Napolyon’dan arta kalan
Alper Kaya, futbol liglerinde para ve başarı arasındaki ilişki ve sonuçları üzerine yazdı.
Alper KAYA
Bilindiği üzere Napolyon, askeri kimliğinin yanı sıra nesillerdir aktarılagelmiş sözleriyle edebiyata da göz kırpan bir figür. Böyle bir figürün, İstanbul üzerine de söylediği bir sözünün olması kimseyi şaşırtmaz sanıyorum ki.
“Dünya bir ülke olsaydı, başkenti İstanbul olurdu.” sözü, fazlasıyla naif ve bir o kadar da iddialı. Türkiye futbolunu ele aldığımız zaman, ligleri hegemonyası altına alan yegane şehir zaten İstanbul’du. Niye di’li geçmiş zaman? Çünkü 2016-2017 sezonu, bu hegemonyayı bir nebze sona erdirdi.
2. Lig’i ele alalım; Beyaz Grup’ta şampiyon İstanbulspor oldu ancak aynı grupta küme düşen üç takımın ikisi İstanbul ekipleri: Büyükçekmece Tepecik ve Anadolu Üsküdar 1908.
3. Lig’e bakacak olursak da şöyle bir tablo bizleri bekliyor: 1. grupta şampiyon Sancaktepe Belediyespor ancak küme düşen dört takımdan ikisi İstanbul’dan: Kartalspor ve Beylerbeyi. 3. Lig 3. grupta ise, küme düşen üç takımdan birisi olan Maltepespor gene aynı şehirden.

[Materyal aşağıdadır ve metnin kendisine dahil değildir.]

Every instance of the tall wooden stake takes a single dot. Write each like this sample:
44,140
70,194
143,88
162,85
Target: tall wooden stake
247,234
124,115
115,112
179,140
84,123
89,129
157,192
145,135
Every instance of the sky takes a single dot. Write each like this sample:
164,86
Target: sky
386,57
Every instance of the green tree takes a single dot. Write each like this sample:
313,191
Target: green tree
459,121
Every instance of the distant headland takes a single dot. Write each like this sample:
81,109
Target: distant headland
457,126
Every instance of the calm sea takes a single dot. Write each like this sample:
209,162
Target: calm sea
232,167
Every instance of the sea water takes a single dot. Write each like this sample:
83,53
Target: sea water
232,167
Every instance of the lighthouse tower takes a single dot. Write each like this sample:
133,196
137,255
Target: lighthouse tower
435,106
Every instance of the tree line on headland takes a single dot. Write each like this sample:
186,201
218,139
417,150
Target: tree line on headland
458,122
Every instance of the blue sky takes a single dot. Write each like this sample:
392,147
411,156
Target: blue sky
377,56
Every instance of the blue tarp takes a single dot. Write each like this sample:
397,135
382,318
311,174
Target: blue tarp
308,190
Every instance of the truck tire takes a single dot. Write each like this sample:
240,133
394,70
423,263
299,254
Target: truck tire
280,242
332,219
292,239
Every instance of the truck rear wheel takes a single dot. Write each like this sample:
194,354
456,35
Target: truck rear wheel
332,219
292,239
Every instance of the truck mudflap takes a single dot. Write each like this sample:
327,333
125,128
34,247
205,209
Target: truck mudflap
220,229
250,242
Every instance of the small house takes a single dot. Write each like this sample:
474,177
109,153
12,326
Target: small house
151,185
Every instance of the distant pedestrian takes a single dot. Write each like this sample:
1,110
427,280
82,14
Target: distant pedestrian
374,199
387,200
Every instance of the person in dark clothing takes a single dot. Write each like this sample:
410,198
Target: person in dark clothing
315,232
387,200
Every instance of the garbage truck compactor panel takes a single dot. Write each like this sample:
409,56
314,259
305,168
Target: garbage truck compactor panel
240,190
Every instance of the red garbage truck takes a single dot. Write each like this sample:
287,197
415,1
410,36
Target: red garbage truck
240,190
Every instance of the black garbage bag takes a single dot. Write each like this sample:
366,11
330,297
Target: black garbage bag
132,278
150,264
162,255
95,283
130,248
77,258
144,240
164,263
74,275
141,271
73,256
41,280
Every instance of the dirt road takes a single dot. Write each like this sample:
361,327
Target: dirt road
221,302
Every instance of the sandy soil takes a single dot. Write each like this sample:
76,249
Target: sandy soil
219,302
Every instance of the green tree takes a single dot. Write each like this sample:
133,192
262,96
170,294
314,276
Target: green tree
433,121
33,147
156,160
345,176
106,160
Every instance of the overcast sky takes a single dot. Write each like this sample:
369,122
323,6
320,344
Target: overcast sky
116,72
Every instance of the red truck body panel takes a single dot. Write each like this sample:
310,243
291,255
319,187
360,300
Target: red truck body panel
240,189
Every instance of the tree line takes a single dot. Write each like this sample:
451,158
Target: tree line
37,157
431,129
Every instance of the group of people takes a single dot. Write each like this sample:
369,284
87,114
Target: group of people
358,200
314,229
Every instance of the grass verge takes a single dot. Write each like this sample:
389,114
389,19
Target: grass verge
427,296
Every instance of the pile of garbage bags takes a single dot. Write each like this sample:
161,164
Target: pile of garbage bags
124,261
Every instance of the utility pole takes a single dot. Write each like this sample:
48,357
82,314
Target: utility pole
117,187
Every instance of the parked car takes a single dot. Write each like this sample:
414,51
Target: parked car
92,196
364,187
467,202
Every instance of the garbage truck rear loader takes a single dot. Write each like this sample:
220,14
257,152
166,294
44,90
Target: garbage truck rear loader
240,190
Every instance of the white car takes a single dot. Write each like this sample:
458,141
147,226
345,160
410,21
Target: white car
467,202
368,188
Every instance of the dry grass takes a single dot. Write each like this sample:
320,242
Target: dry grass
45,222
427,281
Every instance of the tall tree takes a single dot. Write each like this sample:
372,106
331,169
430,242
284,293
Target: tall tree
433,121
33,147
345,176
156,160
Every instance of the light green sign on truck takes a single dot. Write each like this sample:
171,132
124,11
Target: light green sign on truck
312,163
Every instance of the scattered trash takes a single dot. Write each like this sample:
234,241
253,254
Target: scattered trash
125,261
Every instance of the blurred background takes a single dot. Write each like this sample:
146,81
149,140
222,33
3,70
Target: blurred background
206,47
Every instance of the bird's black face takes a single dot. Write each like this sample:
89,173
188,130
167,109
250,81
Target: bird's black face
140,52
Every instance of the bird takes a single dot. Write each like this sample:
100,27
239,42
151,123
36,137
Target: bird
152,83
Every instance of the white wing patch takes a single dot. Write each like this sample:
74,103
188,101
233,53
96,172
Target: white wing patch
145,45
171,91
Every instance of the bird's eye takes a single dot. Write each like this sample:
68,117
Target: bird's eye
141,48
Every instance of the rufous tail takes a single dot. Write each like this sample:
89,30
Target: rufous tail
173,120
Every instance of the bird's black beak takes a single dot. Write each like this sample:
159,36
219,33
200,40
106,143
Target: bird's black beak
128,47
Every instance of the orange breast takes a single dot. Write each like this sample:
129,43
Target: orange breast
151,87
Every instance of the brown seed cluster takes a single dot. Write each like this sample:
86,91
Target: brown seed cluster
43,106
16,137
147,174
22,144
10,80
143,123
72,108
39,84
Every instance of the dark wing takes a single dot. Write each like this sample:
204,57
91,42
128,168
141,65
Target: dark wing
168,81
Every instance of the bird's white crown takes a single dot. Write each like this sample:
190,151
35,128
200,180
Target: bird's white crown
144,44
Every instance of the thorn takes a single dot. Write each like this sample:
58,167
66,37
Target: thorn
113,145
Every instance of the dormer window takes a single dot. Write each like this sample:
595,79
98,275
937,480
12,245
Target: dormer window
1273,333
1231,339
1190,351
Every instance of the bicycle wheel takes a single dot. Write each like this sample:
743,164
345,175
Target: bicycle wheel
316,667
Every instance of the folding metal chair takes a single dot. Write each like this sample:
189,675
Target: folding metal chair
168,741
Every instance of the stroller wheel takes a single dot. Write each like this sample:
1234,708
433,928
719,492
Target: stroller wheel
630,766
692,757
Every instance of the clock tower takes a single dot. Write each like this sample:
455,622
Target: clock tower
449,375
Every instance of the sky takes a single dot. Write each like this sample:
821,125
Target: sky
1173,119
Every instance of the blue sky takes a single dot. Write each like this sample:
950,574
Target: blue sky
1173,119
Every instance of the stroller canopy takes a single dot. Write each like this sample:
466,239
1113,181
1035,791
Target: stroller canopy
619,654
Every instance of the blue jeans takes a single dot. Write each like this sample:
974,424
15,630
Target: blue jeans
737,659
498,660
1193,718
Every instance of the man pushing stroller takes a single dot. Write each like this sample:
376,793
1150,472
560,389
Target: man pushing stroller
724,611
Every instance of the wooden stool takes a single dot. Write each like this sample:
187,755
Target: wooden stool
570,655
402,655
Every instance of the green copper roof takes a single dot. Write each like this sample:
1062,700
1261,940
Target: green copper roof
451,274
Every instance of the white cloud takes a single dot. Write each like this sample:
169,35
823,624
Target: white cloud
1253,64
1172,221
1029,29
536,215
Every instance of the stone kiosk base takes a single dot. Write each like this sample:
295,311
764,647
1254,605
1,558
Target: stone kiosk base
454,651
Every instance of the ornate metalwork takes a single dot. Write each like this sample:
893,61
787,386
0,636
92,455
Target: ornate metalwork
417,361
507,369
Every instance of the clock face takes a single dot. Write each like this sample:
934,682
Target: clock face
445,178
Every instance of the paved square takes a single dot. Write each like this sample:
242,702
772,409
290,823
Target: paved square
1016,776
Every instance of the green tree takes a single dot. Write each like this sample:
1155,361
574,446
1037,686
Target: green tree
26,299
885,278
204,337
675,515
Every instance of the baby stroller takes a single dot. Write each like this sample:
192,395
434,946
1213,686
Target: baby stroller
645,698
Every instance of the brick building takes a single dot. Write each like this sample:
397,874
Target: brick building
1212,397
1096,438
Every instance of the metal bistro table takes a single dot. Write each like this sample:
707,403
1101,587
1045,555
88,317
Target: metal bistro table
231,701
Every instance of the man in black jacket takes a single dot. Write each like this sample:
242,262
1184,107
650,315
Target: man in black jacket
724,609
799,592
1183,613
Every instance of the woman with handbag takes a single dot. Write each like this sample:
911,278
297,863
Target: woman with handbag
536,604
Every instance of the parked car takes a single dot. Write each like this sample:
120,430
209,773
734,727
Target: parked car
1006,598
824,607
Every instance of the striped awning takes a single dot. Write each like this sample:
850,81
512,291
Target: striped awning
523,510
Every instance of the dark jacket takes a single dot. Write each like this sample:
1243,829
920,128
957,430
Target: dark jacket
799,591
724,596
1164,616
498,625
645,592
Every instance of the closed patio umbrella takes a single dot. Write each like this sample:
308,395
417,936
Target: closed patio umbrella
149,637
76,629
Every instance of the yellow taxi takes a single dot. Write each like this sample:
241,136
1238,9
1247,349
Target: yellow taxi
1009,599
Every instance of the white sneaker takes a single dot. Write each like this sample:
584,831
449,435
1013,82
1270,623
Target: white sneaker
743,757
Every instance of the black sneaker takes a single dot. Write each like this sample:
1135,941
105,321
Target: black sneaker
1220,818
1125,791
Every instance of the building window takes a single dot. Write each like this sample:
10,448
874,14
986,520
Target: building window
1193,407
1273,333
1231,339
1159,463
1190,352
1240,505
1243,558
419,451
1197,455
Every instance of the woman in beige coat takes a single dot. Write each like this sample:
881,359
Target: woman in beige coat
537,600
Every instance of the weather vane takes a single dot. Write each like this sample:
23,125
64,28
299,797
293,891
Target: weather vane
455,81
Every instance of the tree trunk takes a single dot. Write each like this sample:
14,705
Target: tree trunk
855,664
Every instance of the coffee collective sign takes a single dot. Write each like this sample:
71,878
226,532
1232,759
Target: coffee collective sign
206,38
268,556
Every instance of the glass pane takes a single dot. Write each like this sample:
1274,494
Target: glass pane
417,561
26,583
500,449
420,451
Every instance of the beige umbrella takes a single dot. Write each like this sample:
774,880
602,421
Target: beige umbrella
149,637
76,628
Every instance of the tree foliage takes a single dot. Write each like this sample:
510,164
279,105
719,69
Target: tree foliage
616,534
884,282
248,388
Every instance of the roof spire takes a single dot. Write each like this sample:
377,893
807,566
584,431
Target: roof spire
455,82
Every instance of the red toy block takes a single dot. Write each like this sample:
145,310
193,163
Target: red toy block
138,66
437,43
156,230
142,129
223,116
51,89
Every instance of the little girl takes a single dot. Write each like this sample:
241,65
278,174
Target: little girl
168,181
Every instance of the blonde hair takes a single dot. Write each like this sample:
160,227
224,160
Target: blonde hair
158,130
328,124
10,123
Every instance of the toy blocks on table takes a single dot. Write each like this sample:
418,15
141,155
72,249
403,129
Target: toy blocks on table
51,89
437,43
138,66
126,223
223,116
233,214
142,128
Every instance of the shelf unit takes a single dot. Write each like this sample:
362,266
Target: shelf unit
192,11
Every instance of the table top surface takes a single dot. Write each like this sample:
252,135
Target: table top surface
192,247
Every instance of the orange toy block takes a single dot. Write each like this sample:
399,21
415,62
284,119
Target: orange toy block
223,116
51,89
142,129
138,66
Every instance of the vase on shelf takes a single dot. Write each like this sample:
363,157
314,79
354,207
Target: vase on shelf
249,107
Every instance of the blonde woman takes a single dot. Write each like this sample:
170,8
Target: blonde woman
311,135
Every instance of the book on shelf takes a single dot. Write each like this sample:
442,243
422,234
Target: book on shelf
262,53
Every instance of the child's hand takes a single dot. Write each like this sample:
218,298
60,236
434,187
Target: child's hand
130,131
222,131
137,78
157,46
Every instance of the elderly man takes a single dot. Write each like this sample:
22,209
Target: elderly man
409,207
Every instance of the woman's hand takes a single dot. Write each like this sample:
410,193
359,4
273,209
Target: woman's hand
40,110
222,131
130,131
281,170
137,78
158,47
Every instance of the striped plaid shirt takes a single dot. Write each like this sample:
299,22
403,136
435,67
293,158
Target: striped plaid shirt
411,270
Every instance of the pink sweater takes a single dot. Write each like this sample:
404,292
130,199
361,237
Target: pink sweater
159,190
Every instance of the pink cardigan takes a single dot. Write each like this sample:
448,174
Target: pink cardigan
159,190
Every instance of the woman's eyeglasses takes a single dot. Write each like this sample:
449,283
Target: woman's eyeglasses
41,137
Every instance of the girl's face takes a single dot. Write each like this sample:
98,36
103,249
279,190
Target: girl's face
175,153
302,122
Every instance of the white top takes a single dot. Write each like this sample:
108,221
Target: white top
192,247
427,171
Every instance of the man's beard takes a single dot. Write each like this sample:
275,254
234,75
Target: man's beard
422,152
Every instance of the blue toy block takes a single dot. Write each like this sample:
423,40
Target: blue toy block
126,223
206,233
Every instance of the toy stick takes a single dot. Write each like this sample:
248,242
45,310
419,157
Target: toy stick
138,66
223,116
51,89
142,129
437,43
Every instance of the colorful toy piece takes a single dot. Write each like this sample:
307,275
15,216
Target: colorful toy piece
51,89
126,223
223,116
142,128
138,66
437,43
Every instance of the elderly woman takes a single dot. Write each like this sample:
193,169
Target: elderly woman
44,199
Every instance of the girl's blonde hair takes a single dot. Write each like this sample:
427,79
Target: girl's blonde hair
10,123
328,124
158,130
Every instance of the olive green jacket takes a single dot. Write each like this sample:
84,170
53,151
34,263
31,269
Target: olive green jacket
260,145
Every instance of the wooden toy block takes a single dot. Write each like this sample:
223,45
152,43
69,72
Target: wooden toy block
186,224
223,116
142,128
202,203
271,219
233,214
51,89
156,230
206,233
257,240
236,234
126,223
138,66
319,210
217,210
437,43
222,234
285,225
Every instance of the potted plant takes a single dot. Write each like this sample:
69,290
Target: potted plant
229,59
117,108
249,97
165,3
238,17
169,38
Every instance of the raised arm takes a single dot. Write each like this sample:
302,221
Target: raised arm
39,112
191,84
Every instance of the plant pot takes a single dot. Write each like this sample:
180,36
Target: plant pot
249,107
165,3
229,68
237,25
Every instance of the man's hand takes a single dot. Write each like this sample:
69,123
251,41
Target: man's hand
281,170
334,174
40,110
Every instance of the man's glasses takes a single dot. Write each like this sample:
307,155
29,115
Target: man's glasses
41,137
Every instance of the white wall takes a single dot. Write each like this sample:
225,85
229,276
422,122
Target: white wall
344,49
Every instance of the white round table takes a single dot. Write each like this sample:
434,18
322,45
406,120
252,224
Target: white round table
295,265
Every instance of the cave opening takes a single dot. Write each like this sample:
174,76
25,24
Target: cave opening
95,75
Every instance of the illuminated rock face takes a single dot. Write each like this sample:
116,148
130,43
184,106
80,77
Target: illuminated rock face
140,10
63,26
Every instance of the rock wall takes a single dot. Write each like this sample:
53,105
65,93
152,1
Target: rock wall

Play-off’larda da farksız bir ortam var… 3. Lig’de play off’a kalan 12 takımdan sadece ikisi (Silivrispor ve Bayrampaşa) İstanbul menşeli kulüpler.
Bütün bu vasatın da vasatı tabloya rağmen gözler Süper Lig’e döndüğünde ne gördüğümüzü hepimiz biliyoruz. En kötü sezonlarında bile ilk dörtten inmeyen Galatasaray ve Fenerbahçe’nin yanı sıra zirve mücadelesindeki Başakşehir ve Beşiktaş ilk dördü parsellemiş durumda. İstanbul futbolunun bir röntgeni çekilecekse, kesinlikle “üç büyükler” hariç tutularak ön izleme yapılmalı. Zira, Aykut Kocaman’ın da değirmenlere kafa tutuyormuş gibi yaptığı yıllarda dediği üzere; “İstanbul’a kar yağmadan Türkiye’ye kış gelmiyor.”
SEBEP NE?
Silivrispor, bu konuda en güncel ve en net örneklerden birisi. Geçtiğimiz sezon küme düşmekten son maçta 1-0’lık galibiyetle kurtulan İstanbul temsilcisi bu sezon uzun süre lider götürdüğü grupta play off’lara kaldı. İki sezon arasındaki fark, lokasyon bazında Silivri’nin Mecidiyeköy’e olan uzaklığından da fazla!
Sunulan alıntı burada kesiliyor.